The repeated discovery of the same node via different methods leads to reward

microsoft / CyberBattleSim

An experimentation and research platform to investigate the interaction of automated agents in an abstract simulated network environments.

MIT License

1.67k stars 260 forks source link

The repeated discovery of the same node via different methods leads to reward #18

Closed jaromiru closed 3 years ago

jaromiru commented 3 years ago

I noticed by generating a random CyberBattleRandom-v0 environment and using the agent with random actions, that if the same node is discovered with different methods (e.g., traceroute / shared files) it leads to a repeated reward.

It seems as incorrect behaviour, because this way the agent is incentivized to repeatedly discover the same nodes with different actions.

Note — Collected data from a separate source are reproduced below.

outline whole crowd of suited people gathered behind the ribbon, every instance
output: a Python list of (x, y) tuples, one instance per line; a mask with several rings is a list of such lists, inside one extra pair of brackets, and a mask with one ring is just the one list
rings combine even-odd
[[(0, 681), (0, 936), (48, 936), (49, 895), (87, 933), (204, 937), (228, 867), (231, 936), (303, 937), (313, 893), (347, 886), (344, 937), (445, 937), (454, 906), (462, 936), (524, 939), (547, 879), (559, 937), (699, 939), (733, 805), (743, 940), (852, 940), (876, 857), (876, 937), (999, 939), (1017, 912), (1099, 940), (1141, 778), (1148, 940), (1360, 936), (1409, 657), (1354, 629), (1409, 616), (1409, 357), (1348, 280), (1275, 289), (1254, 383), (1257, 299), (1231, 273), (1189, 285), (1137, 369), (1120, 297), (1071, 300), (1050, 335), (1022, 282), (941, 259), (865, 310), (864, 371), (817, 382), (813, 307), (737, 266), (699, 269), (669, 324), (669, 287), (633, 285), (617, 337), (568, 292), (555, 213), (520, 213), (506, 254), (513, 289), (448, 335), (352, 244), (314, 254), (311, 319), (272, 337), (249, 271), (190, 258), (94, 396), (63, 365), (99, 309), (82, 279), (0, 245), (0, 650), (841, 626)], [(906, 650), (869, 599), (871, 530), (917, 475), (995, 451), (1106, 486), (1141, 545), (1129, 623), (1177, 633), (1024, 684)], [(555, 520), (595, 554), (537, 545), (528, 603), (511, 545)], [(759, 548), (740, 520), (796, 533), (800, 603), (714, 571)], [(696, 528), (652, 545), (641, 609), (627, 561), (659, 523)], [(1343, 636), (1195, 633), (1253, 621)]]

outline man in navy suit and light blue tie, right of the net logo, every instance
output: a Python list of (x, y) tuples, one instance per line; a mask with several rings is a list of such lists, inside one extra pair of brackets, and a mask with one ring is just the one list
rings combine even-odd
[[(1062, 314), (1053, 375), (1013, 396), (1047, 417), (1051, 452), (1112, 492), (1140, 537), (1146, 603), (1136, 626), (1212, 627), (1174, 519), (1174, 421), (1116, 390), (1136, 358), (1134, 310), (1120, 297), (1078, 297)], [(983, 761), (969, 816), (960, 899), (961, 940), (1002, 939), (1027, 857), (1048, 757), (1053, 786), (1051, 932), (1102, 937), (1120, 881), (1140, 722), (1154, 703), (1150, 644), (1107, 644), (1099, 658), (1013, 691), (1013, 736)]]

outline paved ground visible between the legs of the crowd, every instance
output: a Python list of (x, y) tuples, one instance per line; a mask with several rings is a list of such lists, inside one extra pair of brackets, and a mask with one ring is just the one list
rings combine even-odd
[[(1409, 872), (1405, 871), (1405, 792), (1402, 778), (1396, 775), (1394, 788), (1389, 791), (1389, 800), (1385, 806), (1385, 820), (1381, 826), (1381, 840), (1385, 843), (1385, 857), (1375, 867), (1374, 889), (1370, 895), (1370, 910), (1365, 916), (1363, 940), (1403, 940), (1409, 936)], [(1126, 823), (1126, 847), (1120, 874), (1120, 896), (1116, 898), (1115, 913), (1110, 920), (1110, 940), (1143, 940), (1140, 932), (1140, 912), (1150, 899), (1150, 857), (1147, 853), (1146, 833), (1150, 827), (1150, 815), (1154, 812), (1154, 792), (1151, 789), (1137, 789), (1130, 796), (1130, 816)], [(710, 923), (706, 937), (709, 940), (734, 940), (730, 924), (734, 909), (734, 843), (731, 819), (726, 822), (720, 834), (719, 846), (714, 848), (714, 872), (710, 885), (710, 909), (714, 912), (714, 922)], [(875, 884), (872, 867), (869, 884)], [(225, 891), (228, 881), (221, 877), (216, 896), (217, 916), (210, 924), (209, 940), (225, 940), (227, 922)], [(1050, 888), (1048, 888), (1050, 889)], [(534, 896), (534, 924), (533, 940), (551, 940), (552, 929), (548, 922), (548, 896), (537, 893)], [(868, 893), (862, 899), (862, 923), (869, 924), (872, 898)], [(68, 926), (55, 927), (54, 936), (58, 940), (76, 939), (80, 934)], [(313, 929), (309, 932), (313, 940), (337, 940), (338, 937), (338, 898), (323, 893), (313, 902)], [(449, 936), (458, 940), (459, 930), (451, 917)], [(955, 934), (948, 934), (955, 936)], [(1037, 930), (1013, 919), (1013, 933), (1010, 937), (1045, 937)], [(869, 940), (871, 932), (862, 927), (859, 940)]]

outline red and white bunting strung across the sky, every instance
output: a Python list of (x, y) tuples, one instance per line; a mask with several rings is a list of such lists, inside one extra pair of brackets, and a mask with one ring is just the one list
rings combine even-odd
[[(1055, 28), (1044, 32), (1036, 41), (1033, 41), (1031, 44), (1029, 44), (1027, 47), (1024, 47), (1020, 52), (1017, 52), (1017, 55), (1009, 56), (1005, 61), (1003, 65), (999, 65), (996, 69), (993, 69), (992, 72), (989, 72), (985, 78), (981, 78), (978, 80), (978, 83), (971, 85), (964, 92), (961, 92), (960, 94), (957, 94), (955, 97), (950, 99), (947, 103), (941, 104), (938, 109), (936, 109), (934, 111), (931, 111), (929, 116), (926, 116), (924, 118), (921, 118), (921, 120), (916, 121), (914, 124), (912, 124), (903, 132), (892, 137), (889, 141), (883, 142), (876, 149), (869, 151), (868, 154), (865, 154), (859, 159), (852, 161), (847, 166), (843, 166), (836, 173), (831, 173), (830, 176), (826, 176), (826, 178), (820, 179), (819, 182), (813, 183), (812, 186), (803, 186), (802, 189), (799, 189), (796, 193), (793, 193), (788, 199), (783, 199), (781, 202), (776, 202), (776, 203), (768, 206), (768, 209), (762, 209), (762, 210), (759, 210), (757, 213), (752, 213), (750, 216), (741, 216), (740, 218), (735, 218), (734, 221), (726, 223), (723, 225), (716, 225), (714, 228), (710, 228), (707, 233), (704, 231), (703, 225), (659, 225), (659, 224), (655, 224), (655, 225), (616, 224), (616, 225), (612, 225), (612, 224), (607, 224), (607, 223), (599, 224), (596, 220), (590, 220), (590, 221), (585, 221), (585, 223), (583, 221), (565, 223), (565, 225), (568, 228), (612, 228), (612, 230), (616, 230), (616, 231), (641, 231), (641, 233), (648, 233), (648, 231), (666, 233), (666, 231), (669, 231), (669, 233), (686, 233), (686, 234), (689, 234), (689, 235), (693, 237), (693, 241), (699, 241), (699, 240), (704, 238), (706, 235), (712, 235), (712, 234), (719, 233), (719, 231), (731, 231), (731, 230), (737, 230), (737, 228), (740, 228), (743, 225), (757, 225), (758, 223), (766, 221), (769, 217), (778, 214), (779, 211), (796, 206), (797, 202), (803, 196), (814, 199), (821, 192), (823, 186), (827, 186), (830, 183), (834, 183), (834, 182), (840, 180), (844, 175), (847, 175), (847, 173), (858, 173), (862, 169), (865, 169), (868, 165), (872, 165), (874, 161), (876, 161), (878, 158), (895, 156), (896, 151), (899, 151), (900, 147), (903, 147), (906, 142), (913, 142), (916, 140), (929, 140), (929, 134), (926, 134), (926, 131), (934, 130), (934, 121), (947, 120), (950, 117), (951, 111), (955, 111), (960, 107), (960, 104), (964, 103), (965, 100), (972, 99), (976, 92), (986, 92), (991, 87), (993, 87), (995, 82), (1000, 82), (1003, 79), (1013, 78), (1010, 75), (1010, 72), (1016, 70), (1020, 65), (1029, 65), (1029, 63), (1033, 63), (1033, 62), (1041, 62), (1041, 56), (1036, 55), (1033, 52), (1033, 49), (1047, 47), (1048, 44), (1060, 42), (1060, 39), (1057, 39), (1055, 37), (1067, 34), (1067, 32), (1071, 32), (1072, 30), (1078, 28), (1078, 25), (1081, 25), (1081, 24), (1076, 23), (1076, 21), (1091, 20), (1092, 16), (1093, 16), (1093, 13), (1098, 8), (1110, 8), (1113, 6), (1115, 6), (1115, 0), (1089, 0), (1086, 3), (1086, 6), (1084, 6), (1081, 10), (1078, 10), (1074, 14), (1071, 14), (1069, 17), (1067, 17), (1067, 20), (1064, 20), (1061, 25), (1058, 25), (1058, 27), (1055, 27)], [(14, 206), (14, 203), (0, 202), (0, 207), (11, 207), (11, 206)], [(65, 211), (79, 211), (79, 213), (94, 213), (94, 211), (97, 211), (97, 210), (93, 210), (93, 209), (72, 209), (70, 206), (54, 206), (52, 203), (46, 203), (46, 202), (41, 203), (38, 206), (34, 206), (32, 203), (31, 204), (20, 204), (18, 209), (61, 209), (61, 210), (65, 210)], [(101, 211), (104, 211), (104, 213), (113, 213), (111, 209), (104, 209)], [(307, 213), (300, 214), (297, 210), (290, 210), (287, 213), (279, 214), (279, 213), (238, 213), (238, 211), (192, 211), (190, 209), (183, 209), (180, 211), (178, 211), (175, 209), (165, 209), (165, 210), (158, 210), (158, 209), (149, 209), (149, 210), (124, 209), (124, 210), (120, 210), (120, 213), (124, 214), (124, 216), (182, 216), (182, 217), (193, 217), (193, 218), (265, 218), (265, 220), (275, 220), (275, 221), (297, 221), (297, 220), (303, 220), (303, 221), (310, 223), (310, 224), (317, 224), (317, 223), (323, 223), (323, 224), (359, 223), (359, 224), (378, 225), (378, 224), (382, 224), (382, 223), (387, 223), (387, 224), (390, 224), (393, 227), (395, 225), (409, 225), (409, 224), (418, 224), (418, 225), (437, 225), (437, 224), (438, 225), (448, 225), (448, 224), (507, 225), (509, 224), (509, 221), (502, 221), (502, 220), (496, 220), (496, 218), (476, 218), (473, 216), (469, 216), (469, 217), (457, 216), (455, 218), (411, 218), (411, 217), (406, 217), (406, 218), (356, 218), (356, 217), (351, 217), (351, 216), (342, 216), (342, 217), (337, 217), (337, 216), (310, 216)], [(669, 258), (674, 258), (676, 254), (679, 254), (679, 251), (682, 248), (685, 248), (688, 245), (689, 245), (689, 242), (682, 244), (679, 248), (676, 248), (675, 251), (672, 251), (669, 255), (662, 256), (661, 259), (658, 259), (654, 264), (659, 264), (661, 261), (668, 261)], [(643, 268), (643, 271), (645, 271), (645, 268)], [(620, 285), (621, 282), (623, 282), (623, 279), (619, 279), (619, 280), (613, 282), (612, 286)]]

blumu commented 3 years ago

@jaromiru That's indeed the current behaviour. We currently only prevent repeated reward when the same attack action is used to discover the node: https://github.com/microsoft/CyberBattleSim/blob/56fdb676c452bf15b2bf709436c2eabed5a3830e/cyberbattle/simulation/actions.py#L317

We could address this by returning a reward of 0 if all the nodes revealed by the attack are all already discovered by the agent, though I am not sure what should be the returned reward when only some of the revealed nodes were known. One option is to return a fraction of the reward given by the number of newly discovered nodes divided by the number of nodes revealed by the attack. Alternatively we could use the intrinsic value assigned to each node to weigh the importance of each newly discovered node when calculating the reward. What do you think?

jaromiru commented 3 years ago

Ok, let's take a step back. In my opinion, the reward should be based on the results, not on whether an attack was successful or not. The network itself can change (you allow it explicitly e.g., in ExternalRandomEvents DefenderAgent), so the same attack can actually result in different results over time.

In the case of discovered nodes, the reward should also be additive, i.e. the total reward for discovering several nodes should be in total the same, regardless of the exact steps taken to discover them. Neither of the proposed solutions seem right. The first one does not cope with the dynamically changing network, or chances that nodes are actually discovered. The second leaks information about nodes' value through the reward to the agent. A straightforward solution seems to be simply a fixed reward per every newly discovered node.

Since this is a quite substantial design decision, it would be better if more competent people gave this a thought, though.

blumu commented 3 years ago

@jaromiru Good points. Alternatively we could also have the environment assign a 'discovery value' to every node in addition to their intrinsic value, and use that instead of a fixed reward when the node gets discovered the first time.

jaromiru commented 3 years ago

I thought more about giving a fraction of the intrinsic reward for a discovery. It leaks some information, true, but that is not necessarily a bad thing. It will point the agent in the direction of high value targets. And compared to the 'discovery value' - one less parameter to worry about. So, for a game-like environment, as this is, it seems allright.

blumu commented 3 years ago

@jaromiru Fair point, though contrary to what I proposed earlier the fraction should not be calculated as value(nodes_newly_discovered) / value(nodes_revealed_by_attack), otherwise this could lead to different rewards depending on the attacks execution order.

For example, suppose you have two attacks A1 and A2 where:

A1 reveals nodes 1, 2 with respective value 1, 2;
A2 reveals node 2, 3 with respective value 2, 3.

Then A1 followed by A2 yields a total reward of 1 + 3/5 while A2 followed by A1 yields a total reward of 1 + 1/3.

blumu commented 3 years ago

In PR #26 that I just submitted, the intrinsic value of the newly discovered nodes gets returned as the reward. Would this be a reasonable solution?

jaromiru commented 3 years ago

I thought that you propose simply [c * sum(intrinsic value of newly discovered nodes)], with some c < 1. That's additive and reasonable. Is that what you implemented?

blumu commented 3 years ago

@jaromiru Yes, that's what I implemented, except that currently c = 1. Also I added a fixed reward for newly discovered credentials and node properties.

jaromiru commented 3 years ago

Ok, I think we can close this for now.